The time to act is now. If nothing further is done, COVID-19 will continue to burn through our communities, causing more residents and their children to risk being pushed into homelessness. Immediate action today will pay dividends for the entire county tomorrow.

Dr. Ruth Fernández, Ed.D. is Executive Director at First 5 Contra Costa with over 20 years of knowledge and experience working in early childhood, with diverse communities in project management, and strategic planning and system services coordination in the education and social services sectors. Previously she spent over 12 years at the Contra Costa County Office of Education and helped to identify and coordinate educational services for educators working in early childhood education throughout the county.
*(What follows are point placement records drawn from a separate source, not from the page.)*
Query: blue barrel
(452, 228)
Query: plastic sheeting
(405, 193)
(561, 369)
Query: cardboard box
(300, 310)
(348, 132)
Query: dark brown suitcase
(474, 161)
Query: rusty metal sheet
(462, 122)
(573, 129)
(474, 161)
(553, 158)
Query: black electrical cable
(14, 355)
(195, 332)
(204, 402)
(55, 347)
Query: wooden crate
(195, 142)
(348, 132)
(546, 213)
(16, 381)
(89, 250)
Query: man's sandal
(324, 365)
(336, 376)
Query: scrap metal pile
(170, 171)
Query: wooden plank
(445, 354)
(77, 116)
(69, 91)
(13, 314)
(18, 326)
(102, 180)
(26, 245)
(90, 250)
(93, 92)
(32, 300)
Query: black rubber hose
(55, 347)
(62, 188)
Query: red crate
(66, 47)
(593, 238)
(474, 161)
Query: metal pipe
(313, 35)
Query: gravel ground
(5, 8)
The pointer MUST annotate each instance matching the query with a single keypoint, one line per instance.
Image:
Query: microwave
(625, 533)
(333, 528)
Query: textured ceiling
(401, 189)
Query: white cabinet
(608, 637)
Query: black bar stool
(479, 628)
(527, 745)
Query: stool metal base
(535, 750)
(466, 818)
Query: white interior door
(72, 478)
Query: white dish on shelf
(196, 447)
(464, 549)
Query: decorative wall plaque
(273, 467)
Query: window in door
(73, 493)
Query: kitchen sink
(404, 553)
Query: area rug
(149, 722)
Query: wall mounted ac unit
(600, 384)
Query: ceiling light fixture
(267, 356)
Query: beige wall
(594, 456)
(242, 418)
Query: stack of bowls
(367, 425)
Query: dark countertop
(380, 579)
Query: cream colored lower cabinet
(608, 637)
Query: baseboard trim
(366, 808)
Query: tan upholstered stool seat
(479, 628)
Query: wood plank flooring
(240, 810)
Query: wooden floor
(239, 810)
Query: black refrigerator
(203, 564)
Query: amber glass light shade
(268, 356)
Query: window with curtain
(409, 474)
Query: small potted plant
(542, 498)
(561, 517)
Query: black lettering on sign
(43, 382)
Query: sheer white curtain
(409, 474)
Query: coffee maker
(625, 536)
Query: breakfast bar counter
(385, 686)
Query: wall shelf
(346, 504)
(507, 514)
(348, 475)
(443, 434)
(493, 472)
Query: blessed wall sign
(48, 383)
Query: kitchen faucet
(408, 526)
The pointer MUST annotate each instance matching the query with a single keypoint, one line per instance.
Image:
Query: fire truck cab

Alma (last name not disclosed due to fear of retaliation) lives in Concord and is a recently single mother, having escaped an abusive relationship. She works cleaning houses to pay rent on her apartment for her and her seven year old child. Alma has now lost all her clients as a result of COVID 19 and Shelter in Place, and has also recently received a notice of a rent increase from her landlord effective June 1.